Kubernetes PodDisruptionBudget + Eviction API Playbook

How to make node maintenance, autoscaling, and upgrades boring instead of outage-prone.

Why this matters

Most Kubernetes incidents during maintenance are not caused by a broken rollout script—they come from mismatch between workload availability assumptions and disruption controls.

Typical failure pattern:

Team sets an overly strict PDB (maxUnavailable: 0 or minAvailable: 100%)
Node drain starts
Evictions are rejected forever (429), maintenance pipelines hang
Operators bypass with force-delete, causing avoidable downtime

This playbook gives a practical operating model to avoid that trap.

1) Mental model: three different “unavailability budgets”

You need to reason about three separate controls:

Workload rollout budget (e.g., Deployment maxUnavailable, maxSurge)
- Controls app updates from controller strategy.
Disruption budget (PDB minAvailable or maxUnavailable)
- Controls voluntary evictions via Eviction API (drain, autoscaler, managed upgrades).
Involuntary failure budget (node crash, kernel panic, AZ loss)
- Not preventable by PDB; but involuntary loss still counts against current availability.

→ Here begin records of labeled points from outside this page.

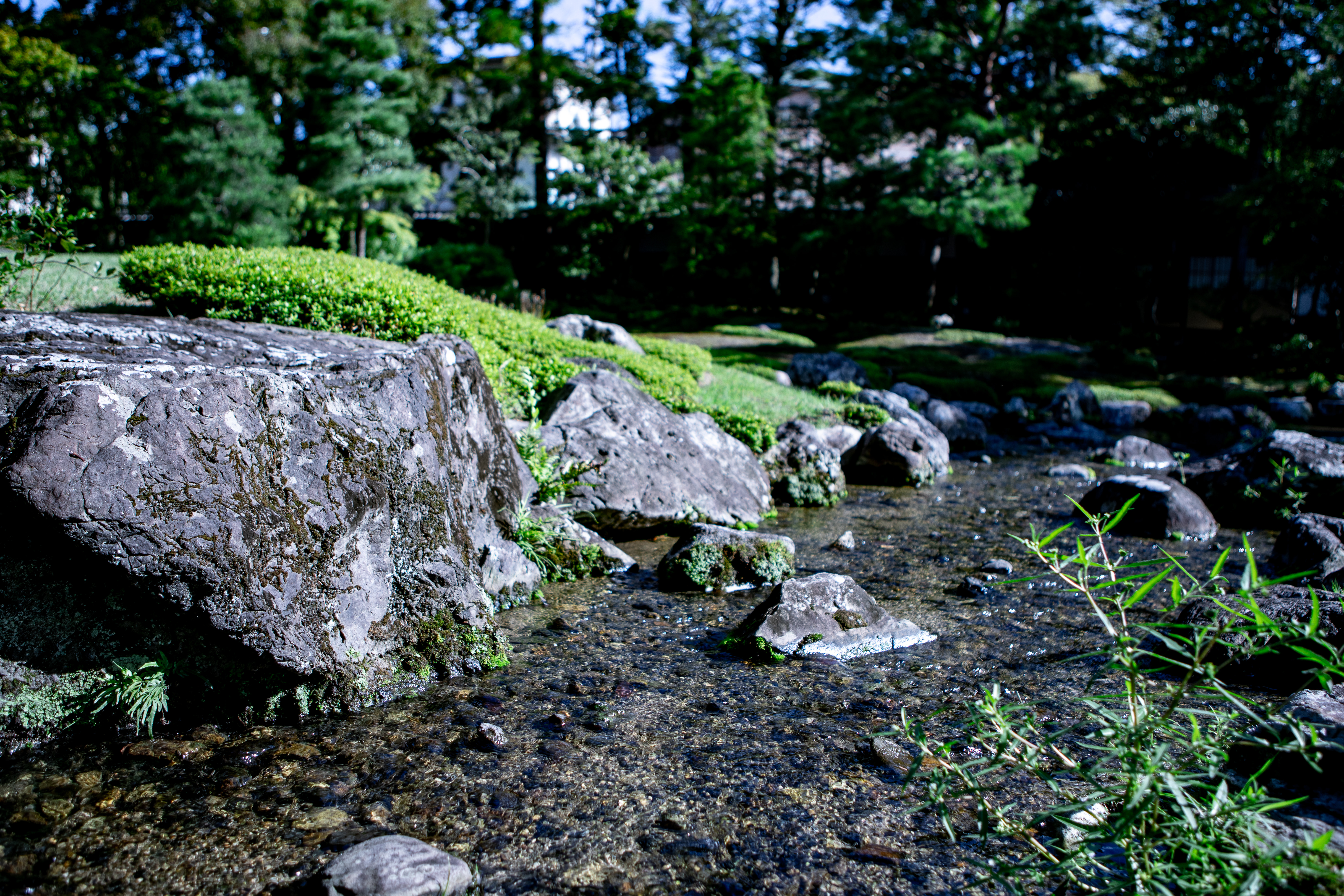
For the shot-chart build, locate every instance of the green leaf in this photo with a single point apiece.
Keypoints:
(1120, 515)
(1142, 592)
(1056, 534)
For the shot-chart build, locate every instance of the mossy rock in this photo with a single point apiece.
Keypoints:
(714, 558)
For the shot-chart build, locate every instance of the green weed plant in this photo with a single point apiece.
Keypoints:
(1139, 794)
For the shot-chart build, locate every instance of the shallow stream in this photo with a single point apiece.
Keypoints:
(640, 757)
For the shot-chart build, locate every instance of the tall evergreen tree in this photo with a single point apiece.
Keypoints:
(357, 116)
(222, 185)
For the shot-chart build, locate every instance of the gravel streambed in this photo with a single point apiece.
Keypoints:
(636, 757)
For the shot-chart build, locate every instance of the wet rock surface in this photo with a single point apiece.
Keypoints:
(640, 755)
(656, 467)
(713, 558)
(1164, 508)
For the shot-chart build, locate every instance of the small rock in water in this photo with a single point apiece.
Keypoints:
(322, 820)
(1076, 829)
(716, 558)
(829, 614)
(396, 866)
(672, 821)
(1164, 508)
(491, 737)
(877, 854)
(892, 754)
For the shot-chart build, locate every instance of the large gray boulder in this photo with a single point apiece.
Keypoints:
(815, 369)
(830, 616)
(656, 467)
(962, 429)
(396, 866)
(1164, 507)
(586, 328)
(713, 558)
(906, 451)
(1311, 542)
(264, 504)
(804, 465)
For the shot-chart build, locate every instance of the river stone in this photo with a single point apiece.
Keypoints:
(962, 429)
(1296, 410)
(890, 402)
(586, 328)
(815, 369)
(576, 537)
(1311, 542)
(978, 409)
(1072, 472)
(908, 451)
(1125, 416)
(265, 504)
(849, 621)
(915, 395)
(396, 866)
(1222, 481)
(1073, 404)
(1164, 507)
(804, 468)
(1134, 451)
(1283, 668)
(713, 558)
(658, 467)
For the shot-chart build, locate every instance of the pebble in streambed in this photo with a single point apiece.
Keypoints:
(631, 752)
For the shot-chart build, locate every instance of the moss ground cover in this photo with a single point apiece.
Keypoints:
(338, 292)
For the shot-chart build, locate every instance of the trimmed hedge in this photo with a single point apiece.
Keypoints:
(327, 291)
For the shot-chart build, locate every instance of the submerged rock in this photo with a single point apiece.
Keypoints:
(656, 467)
(831, 616)
(1072, 472)
(396, 866)
(913, 394)
(577, 541)
(588, 330)
(1134, 451)
(1125, 416)
(264, 504)
(908, 451)
(1311, 542)
(804, 464)
(713, 558)
(1164, 507)
(815, 369)
(1250, 488)
(962, 429)
(1073, 404)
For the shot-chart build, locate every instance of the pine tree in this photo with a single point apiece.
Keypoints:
(222, 183)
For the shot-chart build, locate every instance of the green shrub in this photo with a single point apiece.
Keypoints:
(335, 292)
(839, 389)
(863, 416)
(962, 389)
(779, 336)
(476, 271)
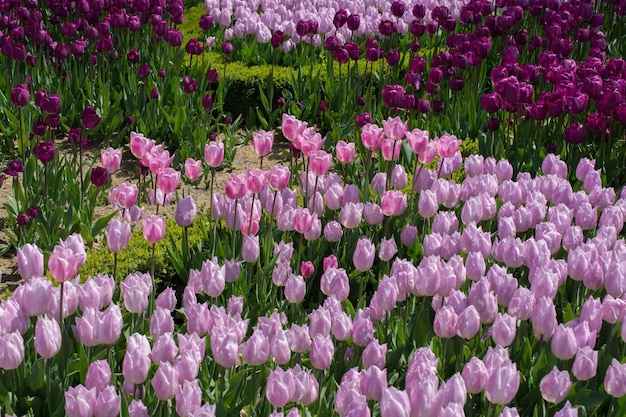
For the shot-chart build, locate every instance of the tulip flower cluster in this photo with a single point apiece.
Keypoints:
(500, 292)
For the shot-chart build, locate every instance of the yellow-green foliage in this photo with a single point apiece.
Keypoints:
(190, 28)
(137, 255)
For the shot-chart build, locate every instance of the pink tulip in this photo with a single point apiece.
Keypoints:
(363, 257)
(375, 354)
(263, 142)
(346, 152)
(137, 409)
(185, 211)
(295, 289)
(279, 387)
(615, 379)
(11, 350)
(192, 168)
(29, 261)
(80, 401)
(319, 162)
(137, 359)
(555, 386)
(292, 127)
(111, 159)
(153, 228)
(586, 363)
(98, 375)
(390, 149)
(118, 235)
(214, 153)
(372, 137)
(236, 186)
(394, 128)
(393, 203)
(188, 398)
(417, 140)
(362, 329)
(447, 145)
(108, 403)
(140, 145)
(475, 375)
(278, 177)
(563, 343)
(504, 329)
(165, 382)
(47, 337)
(503, 384)
(224, 346)
(126, 195)
(168, 179)
(468, 323)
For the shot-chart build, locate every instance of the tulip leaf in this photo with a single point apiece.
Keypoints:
(36, 376)
(180, 117)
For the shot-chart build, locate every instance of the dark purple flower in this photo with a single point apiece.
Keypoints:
(39, 128)
(206, 21)
(144, 70)
(340, 19)
(44, 151)
(23, 219)
(393, 57)
(419, 11)
(207, 101)
(340, 54)
(278, 38)
(90, 119)
(354, 22)
(194, 47)
(33, 212)
(53, 120)
(212, 76)
(363, 119)
(387, 27)
(20, 95)
(133, 56)
(493, 124)
(51, 104)
(227, 48)
(392, 95)
(575, 134)
(302, 27)
(331, 43)
(397, 8)
(16, 166)
(456, 83)
(423, 105)
(491, 102)
(99, 176)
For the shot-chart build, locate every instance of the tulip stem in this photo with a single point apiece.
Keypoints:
(151, 305)
(114, 265)
(22, 136)
(234, 228)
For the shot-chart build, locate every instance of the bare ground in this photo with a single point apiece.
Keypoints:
(245, 157)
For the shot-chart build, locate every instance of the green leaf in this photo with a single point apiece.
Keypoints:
(36, 377)
(180, 117)
(101, 223)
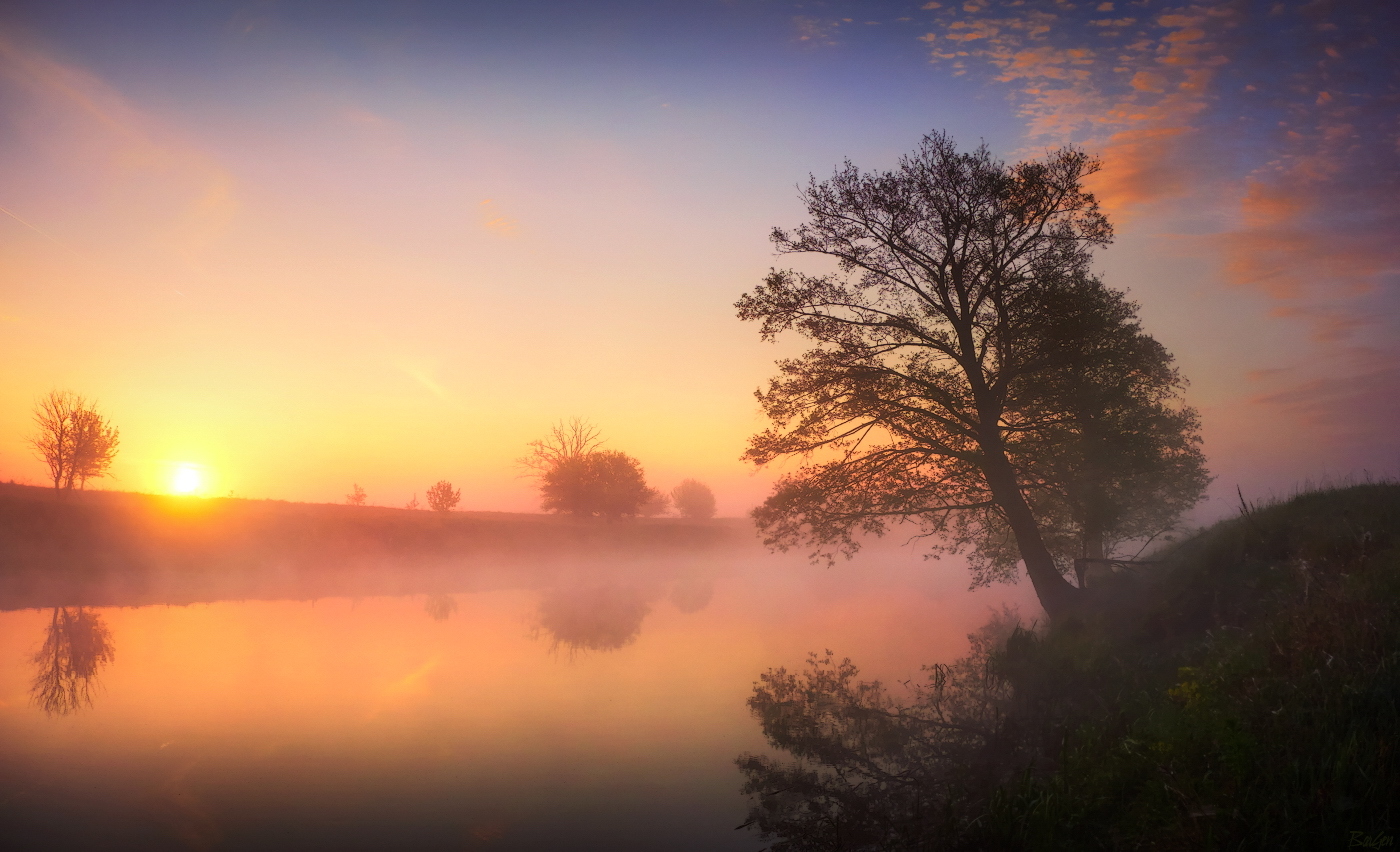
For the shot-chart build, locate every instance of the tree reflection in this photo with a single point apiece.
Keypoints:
(871, 771)
(594, 619)
(440, 607)
(76, 647)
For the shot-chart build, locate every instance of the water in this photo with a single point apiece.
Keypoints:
(581, 705)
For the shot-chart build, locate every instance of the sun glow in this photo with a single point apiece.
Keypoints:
(186, 480)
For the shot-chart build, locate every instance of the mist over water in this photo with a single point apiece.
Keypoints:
(591, 701)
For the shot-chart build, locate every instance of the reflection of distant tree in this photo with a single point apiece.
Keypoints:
(76, 645)
(878, 771)
(598, 619)
(440, 607)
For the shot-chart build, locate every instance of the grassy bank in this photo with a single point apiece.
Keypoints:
(1241, 694)
(119, 549)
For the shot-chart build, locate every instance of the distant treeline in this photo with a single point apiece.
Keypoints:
(116, 549)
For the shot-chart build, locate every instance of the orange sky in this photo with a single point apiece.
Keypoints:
(304, 253)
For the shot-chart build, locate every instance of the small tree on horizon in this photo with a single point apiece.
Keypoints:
(443, 498)
(655, 505)
(74, 439)
(693, 500)
(602, 483)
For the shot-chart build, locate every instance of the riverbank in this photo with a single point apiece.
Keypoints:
(121, 549)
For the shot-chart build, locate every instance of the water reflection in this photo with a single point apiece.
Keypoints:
(692, 593)
(76, 647)
(592, 619)
(440, 607)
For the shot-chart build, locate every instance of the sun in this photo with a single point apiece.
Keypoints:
(186, 479)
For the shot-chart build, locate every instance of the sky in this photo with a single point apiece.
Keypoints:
(310, 245)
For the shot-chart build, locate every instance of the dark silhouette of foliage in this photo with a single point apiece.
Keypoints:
(602, 483)
(566, 442)
(443, 497)
(76, 647)
(693, 500)
(1117, 458)
(577, 477)
(1239, 694)
(657, 504)
(940, 388)
(871, 771)
(73, 439)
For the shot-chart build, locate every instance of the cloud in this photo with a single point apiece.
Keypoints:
(1274, 133)
(1302, 157)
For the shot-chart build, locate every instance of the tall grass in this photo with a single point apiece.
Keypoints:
(1242, 694)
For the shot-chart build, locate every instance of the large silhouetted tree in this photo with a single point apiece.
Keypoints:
(73, 439)
(1117, 456)
(942, 384)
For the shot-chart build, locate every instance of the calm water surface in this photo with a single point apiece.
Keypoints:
(585, 707)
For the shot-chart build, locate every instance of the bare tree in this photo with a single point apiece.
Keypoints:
(566, 441)
(443, 498)
(693, 500)
(74, 439)
(76, 647)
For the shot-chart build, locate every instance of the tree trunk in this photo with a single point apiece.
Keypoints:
(1057, 595)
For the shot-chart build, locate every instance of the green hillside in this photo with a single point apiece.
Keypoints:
(1238, 694)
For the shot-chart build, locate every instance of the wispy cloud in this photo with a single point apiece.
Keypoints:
(496, 221)
(1276, 128)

Key nuance: PDB does not govern all pod removals. Direct deletes can bypass it.

2) Ground rules (non-negotiable)

Rule A — Never use “zero voluntary eviction” by accident

maxUnavailable: 0 (or 0%)
minAvailable: 100%
minAvailable == replicas

These settings can make drains impossible by design.

Rule B — Prefer `maxUnavailable` for elastic workloads

For many replicated services, maxUnavailable: 1 is safer operationally than fixed minAvailable because it scales with replica count changes.

Rule C — Set unhealthy pod eviction behavior intentionally

Use:

unhealthyPodEvictionPolicy: AlwaysAllow

Why: default behavior can block drains when pods are running but not Ready (CrashLoopBackOff, broken probes, etc.).

Rule D — Use Eviction API path for maintenance

kubectl drain (without --disable-eviction) respects PDB and graceful termination. Direct DELETE is a last-resort break-glass path.

3) PDB design recipes by workload type

A) Stateless API / web tier

Replicas: 6+
Start point: maxUnavailable: 1 (or 10–20% for large pools)
Add topology spread / anti-affinity to avoid single-node concentration.

B) Quorum systems (etcd, ZooKeeper-like)

Use quorum-aware minimums.
Example for 5-member quorum service:
- Option 1: maxUnavailable: 1
- Option 2: minAvailable: 3

C) Singleton stateful workload

If true downtime is unacceptable without explicit approval:
- Use strict PDB intentionally (maxUnavailable: 0) plus human change process.
Don’t pretend this is “high availability”; it is “explicit maintenance gate”.

D) Batch / replaceable jobs

Often no PDB needed; job controller restarts elsewhere.
Use PDB only when batch interruption has material side effects.

4) Interlock: Deployment rolling update vs PDB

A common confusion:

Deployment maxUnavailable applies to rollout behavior.
PDB applies to eviction-driven disruptions.

These are independent levers. If both are too strict, you can deadlock operations.

Practical heuristic:

Keep rollout budget and disruption budget aligned to your real SLO.
If rollout is maxUnavailable: 1, start PDB near that posture unless there is a clear reason not to.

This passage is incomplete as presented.